This Is Why We Don't Want To Come To Your House

by Rita Templeton
Stephanie Smith Photography/Getty

I’ll never forget the look of fascination on my sons’ faces as they stared at the gazing ball in their grandmother’s garden, a big, iridescent orb of swirly blue glass perched precariously atop a spindly pedestal. “What’s that, Nana?” they asked breathlessly. We had just driven in from out of state, and had been at her house all of ten minutes.

“It’s a pretty decoration, a very special gift from a very special friend who has now passed away,” my mother-in-law said in a hushed and reverent tone, the same voice someone might use in the presence of a rare ancient artifact. “There isn’t another one like it in the whole world.”

“Don’t touch it,” I warned, and the boys nodded their little heads obediently. But I should have known better. They were barely above toddlerhood, and it was sparkly, and that in itself is a recipe for disaster.

Because virtually the second I turned my back, I heard a crash. I didn’t want to turn around, but when I did, there it was: the irreplaceable gazing ball, my mother-in-law’s special gift from a newly-deceased friend, as sacred to her as though Jesus himself had descended from the heavens and put it in her flowerbed, right next to the resin angel statue from Big Lots. Now it was less “gazing ball” and more “pile of glittering shards,” all the result of one pudgy finger and a curious little boy who just couldn’t resist.

People love their home décor. And I don’t begrudge anyone their knickknacks or their tchotchkes: if your house looks like Chip and Joanna came and Chip-and-Joanna’ed all over it, awesome. Everyone feels great in a nicely-decorated space.

Everyone, that is, except moms of babies and toddlers. Because for those who have kids of the youngest variety, a simple visit to someone’s house can turn into an exhausting ordeal.

When your kids are small, your own home is a safe space. You’ve got everything kid-proofed there, or at least out of reach, and you know they’re not in much danger of getting ahold of something they shouldn’t. You can relax, let your guard down, go on about your business while they play. And visiting the house of a friend who has kids of a similar age is always great, because their setup is similar to yours: kid-friendly.

But taking your little one to a house with older kids in it – or no kids at all – is a whole different ballgame. Because toddlers, bless their inquisitive hearts, go directly for the stuff they shouldn’t be touching. In a toddler-free household, people can have things like vases and picture frames and gazing balls on full, glorious display, free of the risk of a miniature wrecking crew coming along – until you bring yours, that is. From the moment you walk in the door, you’re chasing after them, redirecting them, trying to keep them contained, and therein lies the problem.

How can you have a decent adult conversation when at least one eyeball is fixed on your handsy offspring? How can you enjoy a chat when you’re jumping up from your chair every few seconds to remove said offspring from an iffy situation? You can’t offer anything insightful to the discussion (or even remember what you were saying, for that matter) when you’re peppering your sentences with, “No no!” And nothing beats the awkwardness of your kid breaking something – it inevitably turns out to be something priceless and rare, because of course.

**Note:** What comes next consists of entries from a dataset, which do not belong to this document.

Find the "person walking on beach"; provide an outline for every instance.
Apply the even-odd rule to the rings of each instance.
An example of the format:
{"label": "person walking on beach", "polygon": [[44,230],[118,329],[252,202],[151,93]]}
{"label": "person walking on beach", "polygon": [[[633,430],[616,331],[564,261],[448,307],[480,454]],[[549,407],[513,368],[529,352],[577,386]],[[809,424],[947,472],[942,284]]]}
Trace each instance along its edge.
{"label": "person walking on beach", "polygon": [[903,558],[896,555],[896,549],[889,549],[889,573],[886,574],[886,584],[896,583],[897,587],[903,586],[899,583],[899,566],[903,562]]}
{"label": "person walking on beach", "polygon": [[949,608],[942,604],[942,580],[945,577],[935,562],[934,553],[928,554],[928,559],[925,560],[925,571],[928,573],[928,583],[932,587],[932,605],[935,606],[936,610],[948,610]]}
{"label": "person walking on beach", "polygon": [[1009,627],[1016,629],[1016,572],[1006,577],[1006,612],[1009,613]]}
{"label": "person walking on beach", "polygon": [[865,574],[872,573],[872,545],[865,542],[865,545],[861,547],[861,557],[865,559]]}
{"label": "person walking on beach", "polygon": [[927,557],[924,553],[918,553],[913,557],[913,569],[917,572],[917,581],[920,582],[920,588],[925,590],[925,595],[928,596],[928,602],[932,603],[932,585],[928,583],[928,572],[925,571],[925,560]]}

So, mothers of curious-fingered explorers who don’t know the meaning of “décor”: we promise not to take it personally when you decline our invitations, or want to get together at your place until your kids are like twelve. We promise to understand when you leave early because you just can’t deal with removing your toddler’s hands from yet another breakable. And we promise to forgive you if – despite your best efforts – your kid accidentally crushes one of our valuables.

… Like, for instance, a gazing ball.